Opened 3 years ago
Last modified 3 years ago
#52865 new enhancement
Strip 'enclosed' trailing spaces in URLs
Reported by: | jonoaldersonwp | Owned by: | |
---|---|---|---|
Milestone: | Awaiting Review | Priority: | low |
Severity: | normal | Version: | |
Component: | Canonical | Keywords: | seo |
Focuses: | performance | Cc: |
Description (last modified by )
#20383 made improvements that strip trailing punctuation from URLs. E.g., https://ma.tt/2012/03/productivity-per-square-inch%20 redirects correctly to the canonical URL.
However, URLs like https://ma.tt/2012/03/productivity-per-square-inch%20/ (which 'enclose' the trailing space with a trailing slash) are not redirected. It, and others like it, typically return a 404 error.
This kind of 'broken link' pattern is extremely common on the web; particular as a trailing slash is often appended to a malformed URL before WP runs (e.g., via a server/htaccess/nginx configuration).
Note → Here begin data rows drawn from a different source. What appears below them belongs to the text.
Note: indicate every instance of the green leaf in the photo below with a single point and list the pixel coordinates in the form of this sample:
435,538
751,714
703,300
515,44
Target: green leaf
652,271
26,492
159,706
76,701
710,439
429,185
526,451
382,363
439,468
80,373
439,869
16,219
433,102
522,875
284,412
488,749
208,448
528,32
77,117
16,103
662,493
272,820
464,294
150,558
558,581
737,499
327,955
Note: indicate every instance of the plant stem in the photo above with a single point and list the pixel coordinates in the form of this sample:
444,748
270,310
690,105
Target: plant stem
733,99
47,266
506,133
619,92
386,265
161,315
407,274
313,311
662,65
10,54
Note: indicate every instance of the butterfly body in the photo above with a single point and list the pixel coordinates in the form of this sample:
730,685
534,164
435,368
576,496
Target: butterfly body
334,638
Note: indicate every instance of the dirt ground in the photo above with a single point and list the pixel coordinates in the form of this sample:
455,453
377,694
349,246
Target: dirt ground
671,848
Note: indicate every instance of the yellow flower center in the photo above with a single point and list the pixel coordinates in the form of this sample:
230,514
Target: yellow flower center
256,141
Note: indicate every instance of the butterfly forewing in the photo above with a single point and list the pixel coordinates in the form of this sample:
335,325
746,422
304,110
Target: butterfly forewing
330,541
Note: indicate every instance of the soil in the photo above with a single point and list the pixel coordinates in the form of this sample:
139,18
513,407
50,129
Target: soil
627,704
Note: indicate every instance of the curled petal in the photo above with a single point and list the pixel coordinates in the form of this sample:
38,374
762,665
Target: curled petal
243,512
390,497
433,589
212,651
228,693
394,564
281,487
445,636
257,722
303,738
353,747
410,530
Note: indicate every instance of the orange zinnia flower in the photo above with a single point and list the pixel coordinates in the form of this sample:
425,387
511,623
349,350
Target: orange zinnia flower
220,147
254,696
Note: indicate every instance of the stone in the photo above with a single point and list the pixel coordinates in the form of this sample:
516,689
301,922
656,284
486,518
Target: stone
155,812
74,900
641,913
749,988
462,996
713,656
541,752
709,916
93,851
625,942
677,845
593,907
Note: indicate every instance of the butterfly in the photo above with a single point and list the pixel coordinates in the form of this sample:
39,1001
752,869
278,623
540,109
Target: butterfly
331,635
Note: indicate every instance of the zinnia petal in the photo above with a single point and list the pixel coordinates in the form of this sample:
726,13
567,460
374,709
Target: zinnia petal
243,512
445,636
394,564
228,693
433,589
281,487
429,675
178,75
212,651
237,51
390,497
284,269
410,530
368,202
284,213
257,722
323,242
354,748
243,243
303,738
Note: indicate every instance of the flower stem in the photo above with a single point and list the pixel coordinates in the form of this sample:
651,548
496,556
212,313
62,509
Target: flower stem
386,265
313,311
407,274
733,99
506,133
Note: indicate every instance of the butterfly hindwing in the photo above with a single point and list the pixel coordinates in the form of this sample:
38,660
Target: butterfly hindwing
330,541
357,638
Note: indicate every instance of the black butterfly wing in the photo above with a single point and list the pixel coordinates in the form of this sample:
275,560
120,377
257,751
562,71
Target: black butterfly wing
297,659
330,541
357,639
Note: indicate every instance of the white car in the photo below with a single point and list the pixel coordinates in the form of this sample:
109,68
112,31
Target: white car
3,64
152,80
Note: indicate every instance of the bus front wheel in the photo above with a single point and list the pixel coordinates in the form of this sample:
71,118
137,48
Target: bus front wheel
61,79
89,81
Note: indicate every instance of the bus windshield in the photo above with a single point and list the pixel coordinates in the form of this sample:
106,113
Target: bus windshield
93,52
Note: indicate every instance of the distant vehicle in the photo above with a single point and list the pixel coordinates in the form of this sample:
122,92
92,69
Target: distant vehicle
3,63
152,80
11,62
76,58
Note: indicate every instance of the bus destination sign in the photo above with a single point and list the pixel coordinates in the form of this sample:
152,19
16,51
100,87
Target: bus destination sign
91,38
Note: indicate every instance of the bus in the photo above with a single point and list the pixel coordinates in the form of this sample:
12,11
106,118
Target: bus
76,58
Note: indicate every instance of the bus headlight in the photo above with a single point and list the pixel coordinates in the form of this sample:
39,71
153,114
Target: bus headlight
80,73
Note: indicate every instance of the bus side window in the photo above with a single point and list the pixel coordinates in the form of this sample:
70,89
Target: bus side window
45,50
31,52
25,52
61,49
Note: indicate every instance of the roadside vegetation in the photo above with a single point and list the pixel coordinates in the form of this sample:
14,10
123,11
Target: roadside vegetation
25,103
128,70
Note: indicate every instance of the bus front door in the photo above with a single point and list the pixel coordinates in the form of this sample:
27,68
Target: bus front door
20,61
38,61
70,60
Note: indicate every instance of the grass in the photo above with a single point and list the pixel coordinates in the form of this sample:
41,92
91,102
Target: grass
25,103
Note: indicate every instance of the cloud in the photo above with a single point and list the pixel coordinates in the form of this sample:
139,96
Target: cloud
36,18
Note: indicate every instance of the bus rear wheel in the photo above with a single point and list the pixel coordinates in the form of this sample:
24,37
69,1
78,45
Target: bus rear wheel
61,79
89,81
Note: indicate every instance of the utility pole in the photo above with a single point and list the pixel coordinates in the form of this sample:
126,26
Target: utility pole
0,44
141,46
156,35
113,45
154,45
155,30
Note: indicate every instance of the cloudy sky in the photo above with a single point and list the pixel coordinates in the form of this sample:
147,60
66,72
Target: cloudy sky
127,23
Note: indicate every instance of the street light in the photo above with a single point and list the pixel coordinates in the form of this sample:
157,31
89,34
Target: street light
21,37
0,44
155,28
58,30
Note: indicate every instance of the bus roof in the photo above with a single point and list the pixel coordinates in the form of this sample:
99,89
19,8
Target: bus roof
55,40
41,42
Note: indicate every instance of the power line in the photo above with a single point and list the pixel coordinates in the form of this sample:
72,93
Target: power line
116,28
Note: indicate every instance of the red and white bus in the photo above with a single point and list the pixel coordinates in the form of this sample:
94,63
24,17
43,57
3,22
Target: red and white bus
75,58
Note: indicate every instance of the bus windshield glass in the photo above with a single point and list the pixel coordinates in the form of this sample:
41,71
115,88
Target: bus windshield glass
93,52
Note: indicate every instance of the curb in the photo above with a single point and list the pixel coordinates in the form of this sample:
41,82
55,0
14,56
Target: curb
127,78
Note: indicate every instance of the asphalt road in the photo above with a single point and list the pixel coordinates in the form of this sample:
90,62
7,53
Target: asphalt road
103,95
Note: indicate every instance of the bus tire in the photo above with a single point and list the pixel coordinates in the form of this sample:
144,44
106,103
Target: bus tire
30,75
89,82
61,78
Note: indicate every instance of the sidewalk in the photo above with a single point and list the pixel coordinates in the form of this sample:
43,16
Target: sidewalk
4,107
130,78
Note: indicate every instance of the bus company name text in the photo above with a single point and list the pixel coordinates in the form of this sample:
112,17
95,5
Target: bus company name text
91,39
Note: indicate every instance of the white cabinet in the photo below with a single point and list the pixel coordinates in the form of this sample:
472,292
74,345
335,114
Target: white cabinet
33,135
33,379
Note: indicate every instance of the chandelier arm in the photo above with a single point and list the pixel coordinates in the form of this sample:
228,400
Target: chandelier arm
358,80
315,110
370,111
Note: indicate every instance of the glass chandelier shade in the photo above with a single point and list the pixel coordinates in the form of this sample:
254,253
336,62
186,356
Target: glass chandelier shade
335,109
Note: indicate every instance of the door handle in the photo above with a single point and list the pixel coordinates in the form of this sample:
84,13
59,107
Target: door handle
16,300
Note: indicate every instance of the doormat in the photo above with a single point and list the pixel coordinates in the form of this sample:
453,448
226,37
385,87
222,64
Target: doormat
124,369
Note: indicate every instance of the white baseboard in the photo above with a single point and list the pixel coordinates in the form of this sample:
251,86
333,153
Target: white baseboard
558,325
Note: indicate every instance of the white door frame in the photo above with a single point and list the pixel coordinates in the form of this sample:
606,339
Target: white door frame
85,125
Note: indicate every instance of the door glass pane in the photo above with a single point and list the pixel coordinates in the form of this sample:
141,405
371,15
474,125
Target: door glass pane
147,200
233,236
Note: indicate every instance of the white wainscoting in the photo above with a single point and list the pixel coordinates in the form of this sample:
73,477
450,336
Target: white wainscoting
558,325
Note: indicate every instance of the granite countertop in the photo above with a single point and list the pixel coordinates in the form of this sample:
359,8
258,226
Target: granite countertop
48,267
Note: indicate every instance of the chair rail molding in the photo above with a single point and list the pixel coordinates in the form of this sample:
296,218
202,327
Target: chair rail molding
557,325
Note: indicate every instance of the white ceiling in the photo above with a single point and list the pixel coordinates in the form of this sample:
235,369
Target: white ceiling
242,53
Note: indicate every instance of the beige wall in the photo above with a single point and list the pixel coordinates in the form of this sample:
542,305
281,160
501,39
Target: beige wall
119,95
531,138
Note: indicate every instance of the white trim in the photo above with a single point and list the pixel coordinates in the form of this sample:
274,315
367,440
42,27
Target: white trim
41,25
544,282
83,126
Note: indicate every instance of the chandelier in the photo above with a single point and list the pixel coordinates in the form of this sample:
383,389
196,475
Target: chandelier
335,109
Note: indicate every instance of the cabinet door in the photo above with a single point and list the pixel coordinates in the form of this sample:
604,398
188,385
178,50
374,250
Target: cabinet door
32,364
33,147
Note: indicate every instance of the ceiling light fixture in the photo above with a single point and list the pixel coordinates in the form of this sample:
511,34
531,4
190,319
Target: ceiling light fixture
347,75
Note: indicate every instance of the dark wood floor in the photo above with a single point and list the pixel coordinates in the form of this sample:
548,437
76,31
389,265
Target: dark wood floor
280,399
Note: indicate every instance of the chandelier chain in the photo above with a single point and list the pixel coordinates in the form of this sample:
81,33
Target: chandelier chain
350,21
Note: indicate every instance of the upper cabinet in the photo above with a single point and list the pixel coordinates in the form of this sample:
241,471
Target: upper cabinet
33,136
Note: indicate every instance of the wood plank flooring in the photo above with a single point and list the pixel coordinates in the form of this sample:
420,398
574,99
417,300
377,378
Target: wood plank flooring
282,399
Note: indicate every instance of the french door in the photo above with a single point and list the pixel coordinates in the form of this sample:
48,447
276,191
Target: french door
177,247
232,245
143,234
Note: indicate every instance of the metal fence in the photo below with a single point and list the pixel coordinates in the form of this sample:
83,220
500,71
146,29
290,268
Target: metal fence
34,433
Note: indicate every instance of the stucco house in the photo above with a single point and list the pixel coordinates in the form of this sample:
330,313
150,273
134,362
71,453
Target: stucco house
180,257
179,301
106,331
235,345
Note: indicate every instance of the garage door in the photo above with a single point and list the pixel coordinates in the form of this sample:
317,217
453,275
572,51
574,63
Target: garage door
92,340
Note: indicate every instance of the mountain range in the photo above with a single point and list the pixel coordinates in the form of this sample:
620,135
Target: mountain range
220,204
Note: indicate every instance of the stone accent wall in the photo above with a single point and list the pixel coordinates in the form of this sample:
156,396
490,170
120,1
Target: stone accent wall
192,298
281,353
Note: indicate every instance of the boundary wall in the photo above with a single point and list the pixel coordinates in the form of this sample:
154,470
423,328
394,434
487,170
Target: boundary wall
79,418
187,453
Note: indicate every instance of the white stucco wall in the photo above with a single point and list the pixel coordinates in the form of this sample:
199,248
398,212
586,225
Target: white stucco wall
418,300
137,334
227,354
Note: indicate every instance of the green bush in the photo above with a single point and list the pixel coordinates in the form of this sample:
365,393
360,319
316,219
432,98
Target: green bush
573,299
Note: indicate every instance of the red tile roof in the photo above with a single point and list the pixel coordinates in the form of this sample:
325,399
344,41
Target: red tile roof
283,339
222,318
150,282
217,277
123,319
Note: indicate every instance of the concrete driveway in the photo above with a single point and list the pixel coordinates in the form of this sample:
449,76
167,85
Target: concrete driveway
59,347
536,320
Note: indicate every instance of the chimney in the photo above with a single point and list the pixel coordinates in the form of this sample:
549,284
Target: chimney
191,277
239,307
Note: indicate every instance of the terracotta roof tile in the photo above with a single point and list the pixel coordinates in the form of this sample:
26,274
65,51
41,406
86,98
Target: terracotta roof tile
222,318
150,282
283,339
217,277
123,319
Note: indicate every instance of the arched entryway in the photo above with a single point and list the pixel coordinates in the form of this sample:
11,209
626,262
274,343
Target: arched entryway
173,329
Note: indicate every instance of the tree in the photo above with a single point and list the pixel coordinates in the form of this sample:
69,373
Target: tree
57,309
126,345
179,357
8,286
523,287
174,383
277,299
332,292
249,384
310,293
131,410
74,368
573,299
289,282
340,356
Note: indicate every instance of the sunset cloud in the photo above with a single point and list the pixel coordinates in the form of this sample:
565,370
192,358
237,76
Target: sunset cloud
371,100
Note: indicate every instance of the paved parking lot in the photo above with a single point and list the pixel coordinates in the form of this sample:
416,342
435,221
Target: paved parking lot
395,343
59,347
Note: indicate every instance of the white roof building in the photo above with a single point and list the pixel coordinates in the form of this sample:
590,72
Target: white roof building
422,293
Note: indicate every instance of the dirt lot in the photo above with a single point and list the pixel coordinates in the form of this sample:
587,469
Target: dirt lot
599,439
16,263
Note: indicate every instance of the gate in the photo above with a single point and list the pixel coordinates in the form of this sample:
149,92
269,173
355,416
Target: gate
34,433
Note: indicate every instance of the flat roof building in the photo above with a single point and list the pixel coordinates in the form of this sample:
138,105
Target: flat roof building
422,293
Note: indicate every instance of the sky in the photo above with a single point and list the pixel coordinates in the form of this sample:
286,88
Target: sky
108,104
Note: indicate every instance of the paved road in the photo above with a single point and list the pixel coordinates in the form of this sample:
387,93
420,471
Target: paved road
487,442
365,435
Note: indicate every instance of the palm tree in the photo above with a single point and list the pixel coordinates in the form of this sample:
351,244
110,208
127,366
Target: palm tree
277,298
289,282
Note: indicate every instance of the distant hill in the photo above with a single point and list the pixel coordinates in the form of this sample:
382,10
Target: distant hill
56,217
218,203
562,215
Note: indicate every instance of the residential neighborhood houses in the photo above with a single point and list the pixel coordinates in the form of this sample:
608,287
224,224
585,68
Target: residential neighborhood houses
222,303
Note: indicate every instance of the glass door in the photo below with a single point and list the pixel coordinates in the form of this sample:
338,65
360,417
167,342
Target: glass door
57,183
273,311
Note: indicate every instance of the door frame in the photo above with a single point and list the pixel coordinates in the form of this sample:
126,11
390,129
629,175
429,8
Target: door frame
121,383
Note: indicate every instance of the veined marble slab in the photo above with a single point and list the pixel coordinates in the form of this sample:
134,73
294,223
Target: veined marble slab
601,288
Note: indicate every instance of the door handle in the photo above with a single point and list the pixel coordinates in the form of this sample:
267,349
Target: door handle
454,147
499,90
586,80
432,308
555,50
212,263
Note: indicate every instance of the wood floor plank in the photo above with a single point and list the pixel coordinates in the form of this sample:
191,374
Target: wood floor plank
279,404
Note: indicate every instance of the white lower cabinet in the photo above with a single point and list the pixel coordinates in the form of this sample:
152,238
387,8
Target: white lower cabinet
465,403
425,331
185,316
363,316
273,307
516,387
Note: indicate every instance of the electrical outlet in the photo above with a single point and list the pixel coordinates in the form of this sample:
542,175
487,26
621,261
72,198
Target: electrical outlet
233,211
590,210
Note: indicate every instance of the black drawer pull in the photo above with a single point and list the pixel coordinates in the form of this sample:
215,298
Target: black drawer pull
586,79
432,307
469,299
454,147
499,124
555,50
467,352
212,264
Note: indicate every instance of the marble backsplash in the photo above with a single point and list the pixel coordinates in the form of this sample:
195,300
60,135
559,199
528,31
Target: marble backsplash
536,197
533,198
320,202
We should refine the canonical redirect logic (in redirect_canonical
) to also consider and redirect these types of requests.
Considerations
- The "Remove trailing spaces and end punctuation from the path" section of
redirect_canonical
doesn't consider the presence of trailing slashes in the URL. This could/should be adapted to catch those.
- There might be cases where a user 'legitimately' has a permalink structure (or slug) that ends in
%20
or%20/
. That might(?) make a fix more complicated than just sniffing for whether the permalink structure ends with/
.
- It looks like it's inconsistent in WP where
%20
(and/or%20/
) can be added to slugs or structures. It's stripped in some places, but not in others.
- Should a permalink or slug be 'allowed' to contain, or end in, a space character? If this is being stripped in some parts of WP, maybe that's a good argument to prevent it elsewhere/everywhere. In which case, fixing this becomes a lot simpler.